Listening to: Stealing Science / by Synapse (techno, it kinda reminds me of something that would be on Dr. Mario or Tetris)
Snow days really aren't that great for me. I mean, yes, we miss school, but we'll just have to make it up. Yes, I did get to sleep in, but only to be inturrupted about five times by kids screaming, my mom yelling, Gavin's friends jumping around, or my mom and George arguing. My mom and George arguing even lead me to tears.
That was my morning... I can't wait till I don't have to worry about these kinds of stresses anymore. I can never just have a night of sleep without thinking I might've done something wrong to make my mom mad, or that we might lose our house, or something along those lines. That just adds to my stress of already having school, feelings of loneliness, my dad, my siblings... It just way too much.

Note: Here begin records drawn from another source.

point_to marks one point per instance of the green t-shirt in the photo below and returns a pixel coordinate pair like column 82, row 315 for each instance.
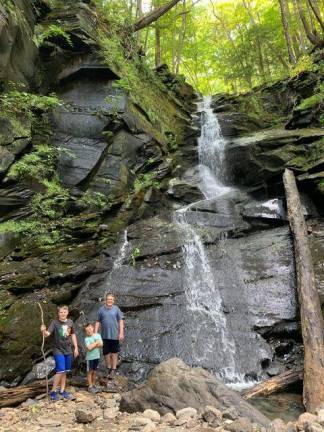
column 95, row 353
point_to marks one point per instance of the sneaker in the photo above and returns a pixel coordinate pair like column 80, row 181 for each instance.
column 98, row 388
column 112, row 374
column 66, row 395
column 92, row 389
column 54, row 396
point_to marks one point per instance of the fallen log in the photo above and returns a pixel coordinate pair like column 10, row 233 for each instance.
column 310, row 309
column 16, row 395
column 274, row 384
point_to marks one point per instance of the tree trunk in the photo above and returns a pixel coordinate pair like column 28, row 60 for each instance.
column 316, row 11
column 257, row 40
column 275, row 384
column 310, row 308
column 284, row 20
column 313, row 38
column 181, row 38
column 154, row 15
column 157, row 45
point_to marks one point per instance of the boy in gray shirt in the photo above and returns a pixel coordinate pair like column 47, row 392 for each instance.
column 111, row 321
column 64, row 337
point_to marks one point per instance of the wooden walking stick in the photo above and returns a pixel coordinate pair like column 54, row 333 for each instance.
column 42, row 347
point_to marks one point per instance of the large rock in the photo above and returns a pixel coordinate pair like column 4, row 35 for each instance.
column 173, row 385
column 17, row 48
column 262, row 156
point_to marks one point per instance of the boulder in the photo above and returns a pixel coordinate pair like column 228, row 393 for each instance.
column 152, row 415
column 305, row 420
column 212, row 416
column 278, row 425
column 86, row 413
column 174, row 385
column 168, row 418
column 186, row 413
column 240, row 425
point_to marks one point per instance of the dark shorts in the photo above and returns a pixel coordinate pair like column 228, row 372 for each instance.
column 110, row 346
column 63, row 363
column 92, row 364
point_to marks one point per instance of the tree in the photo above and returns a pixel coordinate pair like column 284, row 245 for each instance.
column 283, row 13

I made this list of things I wanted for Christmas, but I don't even think my mom has looked at them yet. Its just a bunch of tshirts and thats mostly it... I figured that would be easier for her to do, and its all online, so that makes it even easier. Maybe next year I shouldn't worry about trying to make it easier on her because I don't think she really appreciates what I try to do for her...
I mean, my birthday I didn't get anything. Not that I really care anymore. I feel so guilty about everything that I don't think I deserve a present. But I've been trying harder to make her happy, I deserve to have something that will make me smile on Christmas. Come on, its Christmas. This will be the first Christmas that I get something I really think I have the chance to be happy (since everything else is so crappy its the highlight of my winter).
When I get back I'll tell you all about my weekend with my dad. I'm so scared. Hopefully it isn't as terrifying as I think it will be. It will mostly be very awkward. Later!